We often starts our trainer examples with text loader but recently I feel loading text into IDataView is not directly related to the actual training procedure. If we use

/// <summary>
/// Example with one binary label and 10 feature values.
/// </summary>
public class BinaryLabelFloatFeatureVectorSample
{
    public bool Label;

    [VectorType(_simpleBinaryClassSampleFeatureLength)]
    public float[] Features;
}

as our in-memory example, we can create more flexible examples like scikit-learn ones (where data matrix is float matrix) and make ML.NET's learning curve smoother (because users don't need to learn text loader, the loaded data, and trainer at the same time).

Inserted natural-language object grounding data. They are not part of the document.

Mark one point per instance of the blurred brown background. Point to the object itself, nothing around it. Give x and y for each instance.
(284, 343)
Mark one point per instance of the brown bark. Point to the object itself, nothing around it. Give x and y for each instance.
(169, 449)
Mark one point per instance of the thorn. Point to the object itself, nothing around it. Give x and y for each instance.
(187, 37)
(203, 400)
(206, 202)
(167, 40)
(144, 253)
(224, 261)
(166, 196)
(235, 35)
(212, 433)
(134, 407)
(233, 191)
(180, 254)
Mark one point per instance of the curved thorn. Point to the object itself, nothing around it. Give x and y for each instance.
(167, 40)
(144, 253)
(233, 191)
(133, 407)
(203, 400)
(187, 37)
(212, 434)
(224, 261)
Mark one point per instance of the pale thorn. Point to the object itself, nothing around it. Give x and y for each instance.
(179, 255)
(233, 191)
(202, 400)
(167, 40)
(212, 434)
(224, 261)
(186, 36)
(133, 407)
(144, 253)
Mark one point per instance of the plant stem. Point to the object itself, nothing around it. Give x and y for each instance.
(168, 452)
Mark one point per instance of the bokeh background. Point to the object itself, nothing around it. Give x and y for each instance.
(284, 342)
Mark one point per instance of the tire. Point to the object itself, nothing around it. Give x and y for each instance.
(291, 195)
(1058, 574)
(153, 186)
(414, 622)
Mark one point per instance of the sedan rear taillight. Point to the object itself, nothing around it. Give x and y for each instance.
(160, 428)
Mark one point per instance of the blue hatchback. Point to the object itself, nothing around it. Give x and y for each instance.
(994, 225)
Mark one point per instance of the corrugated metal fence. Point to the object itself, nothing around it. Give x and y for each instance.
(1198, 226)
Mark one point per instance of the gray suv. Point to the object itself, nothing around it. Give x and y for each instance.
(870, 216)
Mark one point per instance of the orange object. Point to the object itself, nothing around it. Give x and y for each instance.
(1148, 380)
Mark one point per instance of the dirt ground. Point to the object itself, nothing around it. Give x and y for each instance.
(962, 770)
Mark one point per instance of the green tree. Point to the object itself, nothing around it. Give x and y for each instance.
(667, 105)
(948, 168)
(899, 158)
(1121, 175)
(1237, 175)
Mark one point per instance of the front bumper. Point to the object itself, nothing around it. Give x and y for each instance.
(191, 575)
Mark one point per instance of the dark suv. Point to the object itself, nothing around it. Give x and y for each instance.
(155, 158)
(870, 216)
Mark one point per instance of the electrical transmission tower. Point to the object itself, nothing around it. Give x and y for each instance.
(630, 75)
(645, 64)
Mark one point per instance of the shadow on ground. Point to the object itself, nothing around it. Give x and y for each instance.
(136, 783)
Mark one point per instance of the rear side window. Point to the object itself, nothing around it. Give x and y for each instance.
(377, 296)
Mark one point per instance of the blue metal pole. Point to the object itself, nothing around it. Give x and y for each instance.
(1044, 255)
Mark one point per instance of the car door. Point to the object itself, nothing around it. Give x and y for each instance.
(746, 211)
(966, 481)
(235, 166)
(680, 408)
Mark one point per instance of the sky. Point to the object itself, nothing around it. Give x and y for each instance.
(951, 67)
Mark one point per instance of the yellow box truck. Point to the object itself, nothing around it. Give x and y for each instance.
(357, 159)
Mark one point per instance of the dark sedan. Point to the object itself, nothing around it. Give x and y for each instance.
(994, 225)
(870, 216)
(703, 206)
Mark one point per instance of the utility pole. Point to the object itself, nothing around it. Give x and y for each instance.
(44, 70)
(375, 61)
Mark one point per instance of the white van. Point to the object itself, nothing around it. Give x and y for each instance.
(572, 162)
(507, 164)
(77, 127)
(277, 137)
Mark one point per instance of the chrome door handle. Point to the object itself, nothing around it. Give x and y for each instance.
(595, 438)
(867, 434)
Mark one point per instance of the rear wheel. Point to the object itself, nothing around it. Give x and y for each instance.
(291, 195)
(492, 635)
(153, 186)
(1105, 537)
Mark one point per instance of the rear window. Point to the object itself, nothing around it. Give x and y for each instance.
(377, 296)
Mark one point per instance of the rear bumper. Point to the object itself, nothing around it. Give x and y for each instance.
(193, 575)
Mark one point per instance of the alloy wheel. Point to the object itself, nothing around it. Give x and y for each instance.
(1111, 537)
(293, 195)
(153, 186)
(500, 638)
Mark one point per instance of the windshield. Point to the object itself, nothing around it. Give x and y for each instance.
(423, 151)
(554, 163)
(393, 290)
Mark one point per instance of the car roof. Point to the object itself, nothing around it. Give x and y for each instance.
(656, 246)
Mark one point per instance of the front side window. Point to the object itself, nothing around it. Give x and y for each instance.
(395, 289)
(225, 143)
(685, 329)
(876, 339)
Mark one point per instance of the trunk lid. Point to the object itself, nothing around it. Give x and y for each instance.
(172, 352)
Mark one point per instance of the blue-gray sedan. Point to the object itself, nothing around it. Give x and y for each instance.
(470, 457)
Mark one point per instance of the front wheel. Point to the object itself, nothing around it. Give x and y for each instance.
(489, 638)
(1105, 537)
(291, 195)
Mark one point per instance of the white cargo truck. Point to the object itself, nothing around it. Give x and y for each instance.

cc @shmoradims, @rogancarr, @sfilipi, @shauheen

#2780 shows a scikit-learn-style example for ML.NET. It is

  • Self-contained --- To understand it, user doesn't need to look another document or use Visual Studio to search for those used functions. Notice that we can't rely on Visual Studio because not everyone is using it (1st partry and 3rd party experiences should the same!).
  • End-to-end to C# developers --- because it trains a model over a C# List and get the prediction back as a C# List (The two ends are not IDataView so user doesn't need to learn IDataView to play with that API).
  • Independent to external packages --- We shouldn’t expect a user who needs doc knows SamplesUtils.
  • Production-friendly --- Doing prediction with C# data structure is included. That's how a trained model will be used in production.